Fast-forward to mid 2016, I was working for an American multi-national software company in Melbourne, and the opportunity came up for a transfer to Singapore. The role covered all of Asia, and it would enable me to put my language skills to use, especially Mandarin.


I took up the offer, and by late 2016 I was based in Singapore, travelling to cities like Hong Kong, Taipei, Shanghai, Bangkok and Mumbai on a regular basis. Beating my own estimation, I was handling business meetings and presenting on stage at conferences in Mandarin (after a bit of brushing up!). Within my company, I've been able to progress from being an individual contributor to leading technical teams that span multiple countries and multiple products - something that may have been more challenging if I'd stayed in Melbourne.


Singapore has presented a great opportunity to meet people from all sorts of cultures, while still being in a more-or-less Western business context. Once I got here, I also took up the chance to study more languages, including Cantonese, since I was travelling to Hong Kong every couple of weeks and found the language interesting (and challenging when contrasting with Mandarin).

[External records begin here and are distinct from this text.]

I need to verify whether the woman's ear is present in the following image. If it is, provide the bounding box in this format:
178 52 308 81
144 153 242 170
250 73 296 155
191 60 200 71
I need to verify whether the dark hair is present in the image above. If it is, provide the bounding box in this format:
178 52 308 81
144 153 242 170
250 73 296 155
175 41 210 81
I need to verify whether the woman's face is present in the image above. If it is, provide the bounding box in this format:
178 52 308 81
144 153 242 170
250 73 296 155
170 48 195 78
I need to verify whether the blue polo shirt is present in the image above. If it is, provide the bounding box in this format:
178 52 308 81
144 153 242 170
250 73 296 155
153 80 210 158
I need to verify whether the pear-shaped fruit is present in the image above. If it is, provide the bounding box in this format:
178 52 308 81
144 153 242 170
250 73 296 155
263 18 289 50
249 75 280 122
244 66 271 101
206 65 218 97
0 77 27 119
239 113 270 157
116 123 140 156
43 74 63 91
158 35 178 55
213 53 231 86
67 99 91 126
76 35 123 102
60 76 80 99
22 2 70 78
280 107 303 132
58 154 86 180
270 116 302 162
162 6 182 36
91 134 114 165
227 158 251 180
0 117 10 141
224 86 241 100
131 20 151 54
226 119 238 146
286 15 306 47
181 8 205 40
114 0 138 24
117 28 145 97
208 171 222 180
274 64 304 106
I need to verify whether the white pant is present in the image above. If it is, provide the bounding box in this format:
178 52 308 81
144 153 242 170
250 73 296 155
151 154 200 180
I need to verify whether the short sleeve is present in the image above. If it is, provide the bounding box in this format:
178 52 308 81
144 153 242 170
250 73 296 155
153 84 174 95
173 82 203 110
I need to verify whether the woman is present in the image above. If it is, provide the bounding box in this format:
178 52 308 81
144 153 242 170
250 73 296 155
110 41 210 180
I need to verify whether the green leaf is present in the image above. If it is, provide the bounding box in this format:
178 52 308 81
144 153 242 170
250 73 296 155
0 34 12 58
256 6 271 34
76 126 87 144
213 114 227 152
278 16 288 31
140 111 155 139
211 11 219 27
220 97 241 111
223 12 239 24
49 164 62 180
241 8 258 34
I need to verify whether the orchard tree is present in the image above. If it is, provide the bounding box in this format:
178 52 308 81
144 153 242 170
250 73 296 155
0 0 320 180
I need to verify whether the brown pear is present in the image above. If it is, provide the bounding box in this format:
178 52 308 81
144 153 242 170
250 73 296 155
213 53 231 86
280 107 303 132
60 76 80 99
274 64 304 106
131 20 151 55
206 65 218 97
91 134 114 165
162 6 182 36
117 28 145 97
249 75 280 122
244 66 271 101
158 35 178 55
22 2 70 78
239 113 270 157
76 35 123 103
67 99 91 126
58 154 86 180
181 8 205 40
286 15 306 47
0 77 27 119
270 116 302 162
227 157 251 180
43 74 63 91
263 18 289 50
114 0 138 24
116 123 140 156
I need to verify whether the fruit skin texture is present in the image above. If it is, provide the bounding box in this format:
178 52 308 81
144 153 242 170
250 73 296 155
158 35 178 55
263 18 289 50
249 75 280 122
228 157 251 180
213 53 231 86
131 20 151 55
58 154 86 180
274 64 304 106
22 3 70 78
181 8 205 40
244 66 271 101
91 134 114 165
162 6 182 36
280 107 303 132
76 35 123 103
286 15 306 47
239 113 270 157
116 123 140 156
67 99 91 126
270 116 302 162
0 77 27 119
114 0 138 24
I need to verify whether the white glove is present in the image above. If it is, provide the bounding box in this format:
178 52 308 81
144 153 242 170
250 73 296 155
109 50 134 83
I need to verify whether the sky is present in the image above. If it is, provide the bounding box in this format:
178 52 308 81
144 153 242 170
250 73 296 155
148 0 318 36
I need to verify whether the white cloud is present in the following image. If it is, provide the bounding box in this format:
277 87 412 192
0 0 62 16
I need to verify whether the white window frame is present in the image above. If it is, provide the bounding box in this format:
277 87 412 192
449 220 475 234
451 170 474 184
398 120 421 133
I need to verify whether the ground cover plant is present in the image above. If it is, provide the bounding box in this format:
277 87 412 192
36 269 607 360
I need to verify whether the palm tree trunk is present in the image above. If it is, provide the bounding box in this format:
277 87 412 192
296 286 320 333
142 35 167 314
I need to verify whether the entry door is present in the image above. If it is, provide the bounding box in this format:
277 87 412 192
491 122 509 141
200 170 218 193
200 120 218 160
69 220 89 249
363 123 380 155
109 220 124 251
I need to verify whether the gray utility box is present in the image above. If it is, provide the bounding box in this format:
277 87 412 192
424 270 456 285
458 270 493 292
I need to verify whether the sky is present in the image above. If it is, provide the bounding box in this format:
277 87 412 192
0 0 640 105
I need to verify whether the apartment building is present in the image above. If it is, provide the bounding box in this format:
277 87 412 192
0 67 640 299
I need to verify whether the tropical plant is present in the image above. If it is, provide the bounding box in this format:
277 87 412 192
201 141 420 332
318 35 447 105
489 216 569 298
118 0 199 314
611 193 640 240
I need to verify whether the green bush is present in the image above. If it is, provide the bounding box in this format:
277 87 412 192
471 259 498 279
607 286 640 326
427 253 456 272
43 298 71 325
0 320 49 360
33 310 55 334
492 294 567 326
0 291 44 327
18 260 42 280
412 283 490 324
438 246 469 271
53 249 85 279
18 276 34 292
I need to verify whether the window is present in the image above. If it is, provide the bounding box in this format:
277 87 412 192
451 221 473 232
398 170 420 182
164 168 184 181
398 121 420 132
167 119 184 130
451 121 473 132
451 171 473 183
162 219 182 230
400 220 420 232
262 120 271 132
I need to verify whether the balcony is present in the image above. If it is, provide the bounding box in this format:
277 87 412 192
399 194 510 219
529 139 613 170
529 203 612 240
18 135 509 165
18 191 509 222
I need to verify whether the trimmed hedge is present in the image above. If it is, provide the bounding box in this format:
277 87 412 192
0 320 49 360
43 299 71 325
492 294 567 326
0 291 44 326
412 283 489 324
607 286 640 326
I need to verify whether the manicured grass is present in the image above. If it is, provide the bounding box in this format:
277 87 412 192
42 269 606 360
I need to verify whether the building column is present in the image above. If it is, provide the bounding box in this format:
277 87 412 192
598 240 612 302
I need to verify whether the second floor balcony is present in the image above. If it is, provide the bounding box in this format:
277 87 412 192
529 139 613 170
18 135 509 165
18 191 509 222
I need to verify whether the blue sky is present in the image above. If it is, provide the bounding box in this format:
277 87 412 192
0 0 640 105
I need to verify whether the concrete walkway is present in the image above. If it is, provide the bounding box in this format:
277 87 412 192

Like everyone else, I had to put a lot of these things on pause once COVID-19 hit Singapore. Similar to Australia, Singapore has been relatively successful in keeping cases and deaths low, and it's also having a tough time finding a path to open up. Even while stationary here, I've been taking the opportunity to maintain connections across the region, and to keep up my language skills.


I certainly wouldn't be where I am if it weren't for taking language learning seriously, and it's great to see that AAA is still encouraging this passion in students in Australia.